If executions set for Alabama, Texas and Florida were carried out Thursday as scheduled, it would have marked the first time in more than eight years that three convicted killers were put to death in the U.S. on the same day.
But Texas Gov. Greg Abbott on Thursday accepted the recommendation of the state's parole board and granted clemency for Thomas "Bart" Whitaker.
Whitaker, 38, faced lethal injection for masterminding the fatal shootings of his mother and brother at their suburban Houston home in 2003. His father, Kent, also was shot at the home but survived and led the effort to spare his son from execution.

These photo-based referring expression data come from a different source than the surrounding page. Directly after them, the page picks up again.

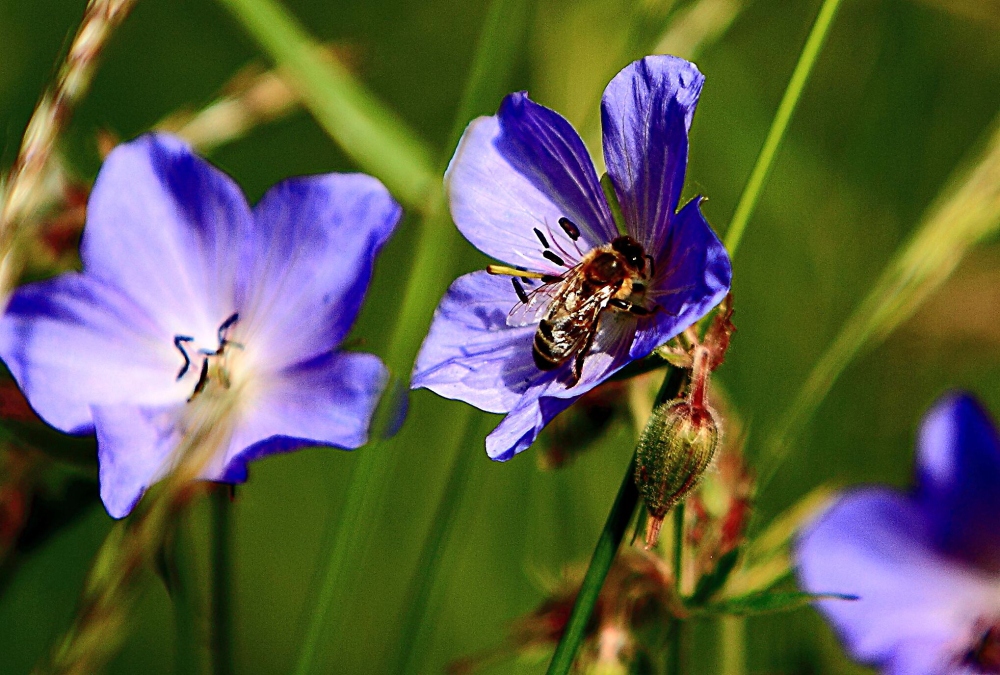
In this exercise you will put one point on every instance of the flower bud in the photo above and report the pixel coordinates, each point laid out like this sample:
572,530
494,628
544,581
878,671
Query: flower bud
676,447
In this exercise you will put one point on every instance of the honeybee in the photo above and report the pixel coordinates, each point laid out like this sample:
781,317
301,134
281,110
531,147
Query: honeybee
568,307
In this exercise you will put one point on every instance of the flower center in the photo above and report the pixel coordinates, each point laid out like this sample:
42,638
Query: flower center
214,365
984,656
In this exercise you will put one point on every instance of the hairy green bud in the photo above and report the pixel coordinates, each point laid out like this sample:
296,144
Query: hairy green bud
674,451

According to statistics kept by the Washington, D.C.-based Death Penalty Information Center, it is not uncommon for multiple executions to be scheduled in one day, but it is unusual for them all to be carried out. That's because punishments often are halted by courts and execution dates often are withdrawn or rescheduled.
States have carried out three or more executions 13 times since capital punishment was reinstated in the U.S. in 1977. The most recent time was on Jan. 7, 2010, when executions took place in Louisiana, Ohio and Texas.

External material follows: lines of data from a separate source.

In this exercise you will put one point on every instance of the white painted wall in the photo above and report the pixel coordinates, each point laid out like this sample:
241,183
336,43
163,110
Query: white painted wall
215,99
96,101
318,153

Four prisoners were put to death Dec. 9, 1999, in Oklahoma, Indiana, Texas and Virginia.
The prisoners still scheduled for execution Thursday are Doyle Lee Hamm in Alabama and Eric Scott Branch in Florida.

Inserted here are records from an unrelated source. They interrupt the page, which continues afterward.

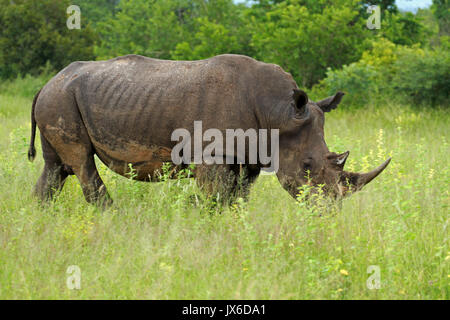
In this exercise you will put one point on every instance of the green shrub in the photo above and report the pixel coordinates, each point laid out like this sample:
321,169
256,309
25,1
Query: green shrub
356,79
389,71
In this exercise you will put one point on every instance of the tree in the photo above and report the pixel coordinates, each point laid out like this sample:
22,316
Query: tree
306,43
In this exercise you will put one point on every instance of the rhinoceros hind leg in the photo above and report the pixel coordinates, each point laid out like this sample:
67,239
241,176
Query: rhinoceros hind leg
53,176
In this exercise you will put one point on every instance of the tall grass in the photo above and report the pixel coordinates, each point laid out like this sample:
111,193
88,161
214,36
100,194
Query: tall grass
158,241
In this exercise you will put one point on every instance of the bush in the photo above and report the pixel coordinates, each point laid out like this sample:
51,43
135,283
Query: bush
407,74
34,32
356,79
424,79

Hamm, 61, is set to die for the 1987 shooting death of an Alabama motel clerk during a robbery. Branch, 47, is set to die for the 1993 rape and fatal beating of a college student.
The number of executions in the U.S. peaked at 98 in 1999 and has trended downward since. So far in 2018, three prisoners have been executed in the U.S, all in Texas. Last year, 23 prisoners were executed in the nation, three more than the previous year.